Congratulations on recognizing the problem. I think that's the crucial step to avoiding it.
Writers, especially new writers, often seem to have the delusion that everyone in the world lives in exactly the same cultural bubble that they do. They assume, for example, that everyone likes the same bands that they do, and that if they quote a line from their favorite song every reader will instantly recognize it and that it will bring all the same associations to mind that it does for the writer.
Or as with your question, they assume that a slang term used by people in their group is recognized by everyone in the world.

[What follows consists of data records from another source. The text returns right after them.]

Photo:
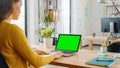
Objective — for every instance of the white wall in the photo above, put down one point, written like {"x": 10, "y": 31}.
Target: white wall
{"x": 86, "y": 17}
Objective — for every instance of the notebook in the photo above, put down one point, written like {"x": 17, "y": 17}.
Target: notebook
{"x": 106, "y": 62}
{"x": 68, "y": 44}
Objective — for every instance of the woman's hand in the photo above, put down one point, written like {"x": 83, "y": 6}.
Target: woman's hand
{"x": 40, "y": 52}
{"x": 57, "y": 54}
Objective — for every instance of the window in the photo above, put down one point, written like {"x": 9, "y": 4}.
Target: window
{"x": 21, "y": 21}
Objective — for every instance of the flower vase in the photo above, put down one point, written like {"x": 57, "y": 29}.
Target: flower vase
{"x": 47, "y": 42}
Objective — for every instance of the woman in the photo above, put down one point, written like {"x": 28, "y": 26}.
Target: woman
{"x": 13, "y": 44}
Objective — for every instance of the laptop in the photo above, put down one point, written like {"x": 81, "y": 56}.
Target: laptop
{"x": 68, "y": 44}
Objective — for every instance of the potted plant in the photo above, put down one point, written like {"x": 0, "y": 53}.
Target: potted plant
{"x": 46, "y": 30}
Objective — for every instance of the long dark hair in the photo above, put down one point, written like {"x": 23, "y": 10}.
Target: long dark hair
{"x": 6, "y": 8}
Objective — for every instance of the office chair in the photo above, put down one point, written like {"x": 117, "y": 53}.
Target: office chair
{"x": 3, "y": 63}
{"x": 114, "y": 47}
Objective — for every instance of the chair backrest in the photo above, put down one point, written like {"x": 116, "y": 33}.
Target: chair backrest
{"x": 3, "y": 63}
{"x": 114, "y": 47}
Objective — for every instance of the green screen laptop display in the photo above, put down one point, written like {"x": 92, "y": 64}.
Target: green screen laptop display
{"x": 68, "y": 42}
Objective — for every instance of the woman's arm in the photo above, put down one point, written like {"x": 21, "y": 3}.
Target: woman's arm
{"x": 22, "y": 46}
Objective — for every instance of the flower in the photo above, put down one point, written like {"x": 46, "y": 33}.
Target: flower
{"x": 46, "y": 32}
{"x": 47, "y": 29}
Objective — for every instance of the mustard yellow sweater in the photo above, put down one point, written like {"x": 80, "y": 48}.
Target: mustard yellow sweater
{"x": 16, "y": 49}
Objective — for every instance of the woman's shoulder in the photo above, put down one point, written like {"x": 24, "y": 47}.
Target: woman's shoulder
{"x": 14, "y": 27}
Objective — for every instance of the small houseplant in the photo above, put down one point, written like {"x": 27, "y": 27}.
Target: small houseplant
{"x": 46, "y": 30}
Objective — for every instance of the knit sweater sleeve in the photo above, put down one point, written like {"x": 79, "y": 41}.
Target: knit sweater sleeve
{"x": 22, "y": 46}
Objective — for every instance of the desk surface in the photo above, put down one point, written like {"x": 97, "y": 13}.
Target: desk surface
{"x": 79, "y": 60}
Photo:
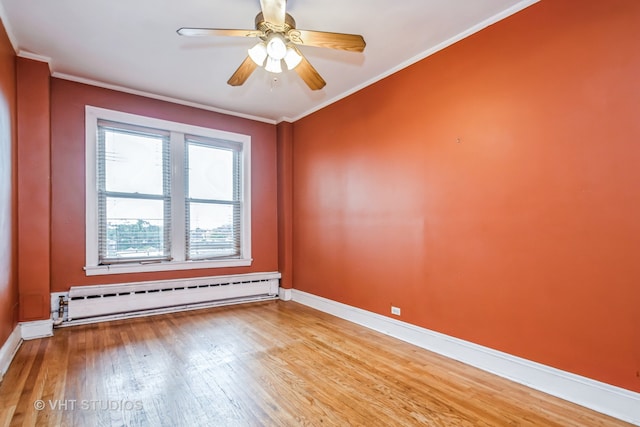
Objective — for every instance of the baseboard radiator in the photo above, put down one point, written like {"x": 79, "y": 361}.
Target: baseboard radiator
{"x": 87, "y": 304}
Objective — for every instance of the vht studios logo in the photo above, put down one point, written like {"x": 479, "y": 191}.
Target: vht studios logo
{"x": 87, "y": 405}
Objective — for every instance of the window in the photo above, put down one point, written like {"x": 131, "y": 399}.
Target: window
{"x": 164, "y": 196}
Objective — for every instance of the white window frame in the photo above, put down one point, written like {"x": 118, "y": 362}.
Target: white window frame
{"x": 178, "y": 130}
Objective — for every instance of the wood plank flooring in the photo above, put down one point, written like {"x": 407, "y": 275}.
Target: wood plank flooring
{"x": 273, "y": 363}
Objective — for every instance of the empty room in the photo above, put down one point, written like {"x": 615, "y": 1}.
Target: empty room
{"x": 284, "y": 213}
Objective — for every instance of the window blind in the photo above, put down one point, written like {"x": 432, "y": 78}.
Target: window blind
{"x": 213, "y": 198}
{"x": 134, "y": 197}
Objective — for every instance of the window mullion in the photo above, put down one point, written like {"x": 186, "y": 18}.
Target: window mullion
{"x": 178, "y": 196}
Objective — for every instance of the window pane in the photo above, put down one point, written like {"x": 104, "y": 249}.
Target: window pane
{"x": 134, "y": 228}
{"x": 211, "y": 231}
{"x": 210, "y": 173}
{"x": 133, "y": 163}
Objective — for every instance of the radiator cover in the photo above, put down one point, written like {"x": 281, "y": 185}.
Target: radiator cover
{"x": 104, "y": 300}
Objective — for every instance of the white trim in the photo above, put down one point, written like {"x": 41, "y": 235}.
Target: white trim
{"x": 125, "y": 89}
{"x": 92, "y": 115}
{"x": 7, "y": 28}
{"x": 36, "y": 329}
{"x": 607, "y": 399}
{"x": 285, "y": 294}
{"x": 9, "y": 350}
{"x": 98, "y": 270}
{"x": 419, "y": 57}
{"x": 35, "y": 57}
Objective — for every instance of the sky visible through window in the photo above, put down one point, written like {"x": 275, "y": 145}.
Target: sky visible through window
{"x": 134, "y": 165}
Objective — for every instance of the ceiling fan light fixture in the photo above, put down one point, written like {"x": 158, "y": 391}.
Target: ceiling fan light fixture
{"x": 273, "y": 65}
{"x": 276, "y": 47}
{"x": 258, "y": 54}
{"x": 292, "y": 58}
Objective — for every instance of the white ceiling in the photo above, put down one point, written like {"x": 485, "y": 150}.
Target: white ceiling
{"x": 132, "y": 45}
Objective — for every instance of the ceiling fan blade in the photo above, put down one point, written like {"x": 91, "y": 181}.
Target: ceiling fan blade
{"x": 218, "y": 32}
{"x": 243, "y": 72}
{"x": 350, "y": 42}
{"x": 274, "y": 11}
{"x": 310, "y": 75}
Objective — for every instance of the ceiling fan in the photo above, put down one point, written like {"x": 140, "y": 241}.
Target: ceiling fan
{"x": 279, "y": 38}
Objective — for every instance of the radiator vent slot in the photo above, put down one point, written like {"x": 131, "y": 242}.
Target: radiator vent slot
{"x": 126, "y": 299}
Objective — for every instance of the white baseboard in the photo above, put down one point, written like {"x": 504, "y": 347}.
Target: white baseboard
{"x": 284, "y": 294}
{"x": 36, "y": 329}
{"x": 9, "y": 349}
{"x": 601, "y": 397}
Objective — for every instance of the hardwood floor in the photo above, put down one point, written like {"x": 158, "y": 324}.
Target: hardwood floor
{"x": 272, "y": 363}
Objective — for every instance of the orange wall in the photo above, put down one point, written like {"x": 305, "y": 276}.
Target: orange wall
{"x": 34, "y": 189}
{"x": 68, "y": 100}
{"x": 285, "y": 203}
{"x": 8, "y": 226}
{"x": 490, "y": 191}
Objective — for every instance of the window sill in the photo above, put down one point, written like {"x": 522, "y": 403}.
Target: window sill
{"x": 98, "y": 270}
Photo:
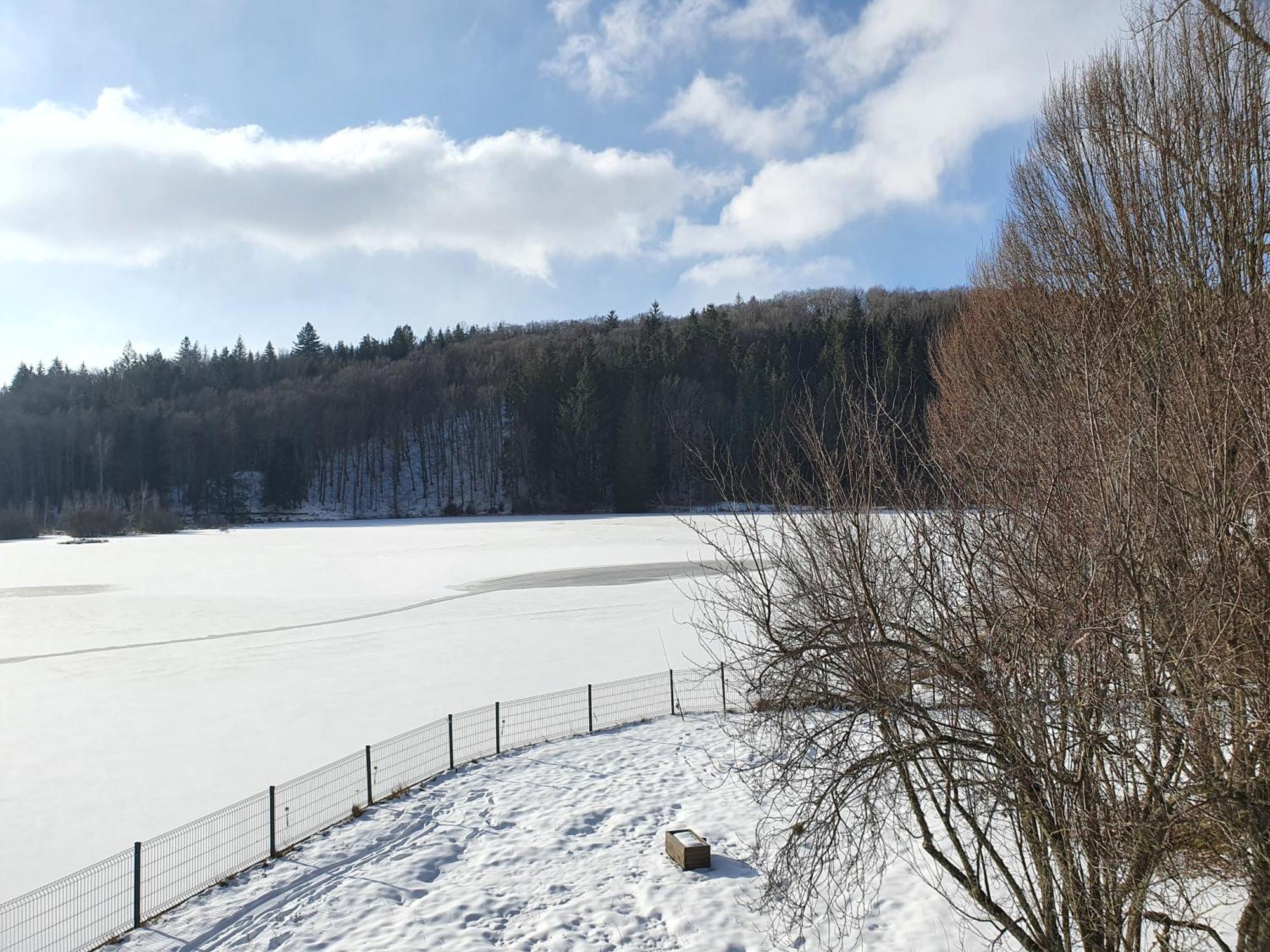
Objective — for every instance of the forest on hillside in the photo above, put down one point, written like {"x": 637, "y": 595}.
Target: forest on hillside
{"x": 584, "y": 416}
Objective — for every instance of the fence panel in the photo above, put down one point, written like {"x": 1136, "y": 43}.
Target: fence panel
{"x": 319, "y": 799}
{"x": 186, "y": 861}
{"x": 544, "y": 718}
{"x": 78, "y": 912}
{"x": 474, "y": 734}
{"x": 633, "y": 700}
{"x": 410, "y": 758}
{"x": 698, "y": 690}
{"x": 86, "y": 909}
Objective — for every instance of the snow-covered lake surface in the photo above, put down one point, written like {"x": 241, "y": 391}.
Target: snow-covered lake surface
{"x": 557, "y": 847}
{"x": 149, "y": 681}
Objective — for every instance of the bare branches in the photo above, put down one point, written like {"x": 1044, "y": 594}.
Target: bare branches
{"x": 1060, "y": 681}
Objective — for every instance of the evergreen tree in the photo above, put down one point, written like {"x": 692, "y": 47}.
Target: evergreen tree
{"x": 308, "y": 343}
{"x": 633, "y": 458}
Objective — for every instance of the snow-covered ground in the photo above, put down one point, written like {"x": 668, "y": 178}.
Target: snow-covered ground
{"x": 556, "y": 847}
{"x": 149, "y": 681}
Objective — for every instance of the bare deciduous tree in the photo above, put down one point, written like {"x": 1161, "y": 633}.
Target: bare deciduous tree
{"x": 1060, "y": 680}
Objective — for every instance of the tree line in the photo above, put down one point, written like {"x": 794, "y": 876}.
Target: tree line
{"x": 582, "y": 416}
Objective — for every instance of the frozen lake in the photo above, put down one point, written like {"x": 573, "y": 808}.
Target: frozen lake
{"x": 149, "y": 681}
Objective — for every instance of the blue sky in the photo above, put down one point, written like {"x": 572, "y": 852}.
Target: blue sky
{"x": 218, "y": 169}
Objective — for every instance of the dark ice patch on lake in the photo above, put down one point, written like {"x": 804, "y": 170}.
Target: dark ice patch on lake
{"x": 592, "y": 576}
{"x": 50, "y": 591}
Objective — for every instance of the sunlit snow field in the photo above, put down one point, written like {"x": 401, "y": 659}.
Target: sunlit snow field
{"x": 149, "y": 681}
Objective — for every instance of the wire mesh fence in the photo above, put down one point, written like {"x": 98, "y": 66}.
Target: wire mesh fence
{"x": 189, "y": 860}
{"x": 544, "y": 718}
{"x": 632, "y": 700}
{"x": 410, "y": 758}
{"x": 82, "y": 911}
{"x": 319, "y": 799}
{"x": 102, "y": 902}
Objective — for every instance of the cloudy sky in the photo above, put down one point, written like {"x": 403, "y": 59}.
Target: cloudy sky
{"x": 218, "y": 168}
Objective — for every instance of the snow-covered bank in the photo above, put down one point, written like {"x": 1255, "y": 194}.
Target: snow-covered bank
{"x": 152, "y": 681}
{"x": 557, "y": 847}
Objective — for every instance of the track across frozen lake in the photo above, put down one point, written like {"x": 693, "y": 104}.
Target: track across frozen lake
{"x": 153, "y": 680}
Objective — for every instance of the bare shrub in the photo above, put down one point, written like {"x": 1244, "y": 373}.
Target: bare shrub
{"x": 95, "y": 521}
{"x": 16, "y": 524}
{"x": 1059, "y": 682}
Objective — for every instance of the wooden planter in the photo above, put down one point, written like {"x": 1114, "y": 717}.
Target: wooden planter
{"x": 688, "y": 849}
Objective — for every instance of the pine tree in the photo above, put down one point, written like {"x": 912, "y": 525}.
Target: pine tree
{"x": 633, "y": 458}
{"x": 308, "y": 342}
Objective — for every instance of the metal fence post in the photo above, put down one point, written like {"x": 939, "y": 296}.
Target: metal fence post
{"x": 137, "y": 885}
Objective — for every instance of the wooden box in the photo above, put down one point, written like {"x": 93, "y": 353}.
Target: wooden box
{"x": 688, "y": 849}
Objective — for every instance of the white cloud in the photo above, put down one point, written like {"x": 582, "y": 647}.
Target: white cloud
{"x": 566, "y": 12}
{"x": 722, "y": 109}
{"x": 959, "y": 72}
{"x": 759, "y": 21}
{"x": 633, "y": 37}
{"x": 126, "y": 186}
{"x": 722, "y": 279}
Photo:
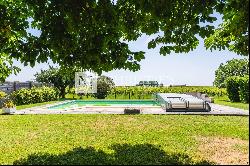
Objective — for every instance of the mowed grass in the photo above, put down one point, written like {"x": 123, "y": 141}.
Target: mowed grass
{"x": 114, "y": 139}
{"x": 224, "y": 100}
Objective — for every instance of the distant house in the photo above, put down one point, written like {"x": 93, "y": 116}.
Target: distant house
{"x": 149, "y": 83}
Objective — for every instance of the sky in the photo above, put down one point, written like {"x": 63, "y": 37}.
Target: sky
{"x": 196, "y": 68}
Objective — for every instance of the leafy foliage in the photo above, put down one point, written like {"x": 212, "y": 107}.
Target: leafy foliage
{"x": 233, "y": 32}
{"x": 8, "y": 104}
{"x": 234, "y": 67}
{"x": 2, "y": 94}
{"x": 104, "y": 86}
{"x": 94, "y": 34}
{"x": 232, "y": 86}
{"x": 34, "y": 95}
{"x": 244, "y": 89}
{"x": 61, "y": 78}
{"x": 139, "y": 92}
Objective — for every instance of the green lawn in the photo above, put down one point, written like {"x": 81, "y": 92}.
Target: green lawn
{"x": 118, "y": 139}
{"x": 225, "y": 101}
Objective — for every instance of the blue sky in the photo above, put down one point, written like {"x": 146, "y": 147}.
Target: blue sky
{"x": 194, "y": 68}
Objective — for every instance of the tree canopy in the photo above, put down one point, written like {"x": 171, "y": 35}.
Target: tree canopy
{"x": 93, "y": 34}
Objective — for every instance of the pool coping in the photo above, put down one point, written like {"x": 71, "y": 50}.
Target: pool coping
{"x": 155, "y": 110}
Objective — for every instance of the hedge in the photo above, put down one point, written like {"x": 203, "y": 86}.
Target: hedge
{"x": 34, "y": 95}
{"x": 2, "y": 94}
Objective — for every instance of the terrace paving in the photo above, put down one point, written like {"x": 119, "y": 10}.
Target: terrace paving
{"x": 215, "y": 110}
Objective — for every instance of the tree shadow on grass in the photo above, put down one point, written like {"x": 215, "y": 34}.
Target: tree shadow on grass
{"x": 124, "y": 154}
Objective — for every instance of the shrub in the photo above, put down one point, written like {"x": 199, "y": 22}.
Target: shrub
{"x": 132, "y": 111}
{"x": 104, "y": 86}
{"x": 232, "y": 86}
{"x": 34, "y": 95}
{"x": 244, "y": 89}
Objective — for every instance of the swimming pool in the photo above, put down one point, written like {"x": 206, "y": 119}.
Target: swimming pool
{"x": 122, "y": 103}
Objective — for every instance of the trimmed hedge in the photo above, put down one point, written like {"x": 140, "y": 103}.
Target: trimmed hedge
{"x": 34, "y": 95}
{"x": 238, "y": 88}
{"x": 244, "y": 89}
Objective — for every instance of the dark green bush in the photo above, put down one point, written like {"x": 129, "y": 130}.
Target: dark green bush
{"x": 34, "y": 95}
{"x": 244, "y": 89}
{"x": 104, "y": 86}
{"x": 232, "y": 86}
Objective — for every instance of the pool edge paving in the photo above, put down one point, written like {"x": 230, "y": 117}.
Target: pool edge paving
{"x": 157, "y": 110}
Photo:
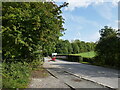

Simple solution: avoid slang.
Ok, sometimes you need it to set the tone or be true to the setting. A group of teenagers who never use slang might seem unrealistic. Though in practice, I think writers who say this exaggerate the problem. Yes, maybe teenagers in such-and-such a place would really say, "Wow, that frab was totally the horge!" But if you have them say, "Wow, that ball game was really exciting!", how many readers would find this unbelievable, or even particularly notice?
If you find it desirable to use slang, introduce it in a way that makes it clear what it means. Sometimes this is easy. A large percentage of slang is just alternate words for "good" and "bad". So if I read, say, "All right!! That was like, totally perpendicular, dude", I'd take it that "perpendicular" here is a slang term for "good".
If it's more specific, either define it, or make it clear from context. Like if a character says, "I saw a zube yesterday", well, that could be anything from a kind of animal to a movie to a phase of the moon. Instead, the first time you use the word, wrap it in a context that defines it. Preferably without actually saying, "this is what this word means". Like, say, "We're going to a zube by that new band tonight. I really like their music." Now the reader can readily guess that it's some sort of concert.
But for the most part, I'd say to simply avoid slang. To the reader who is not familiar with the slang words, it really stands out and, in my humble opinion, does more to distract from the story than to establish the setting.
Also, slang tends to be very transient. The slang that was popular 20 years ago sounds very old-fashioned today. When I was a teenager, we said that things were "groovy" and "hip". Use those words today and you sound like a refugee from the 70's. I'm sure that whatever slang kids are using today will sound very dated in 20 years ... or six months.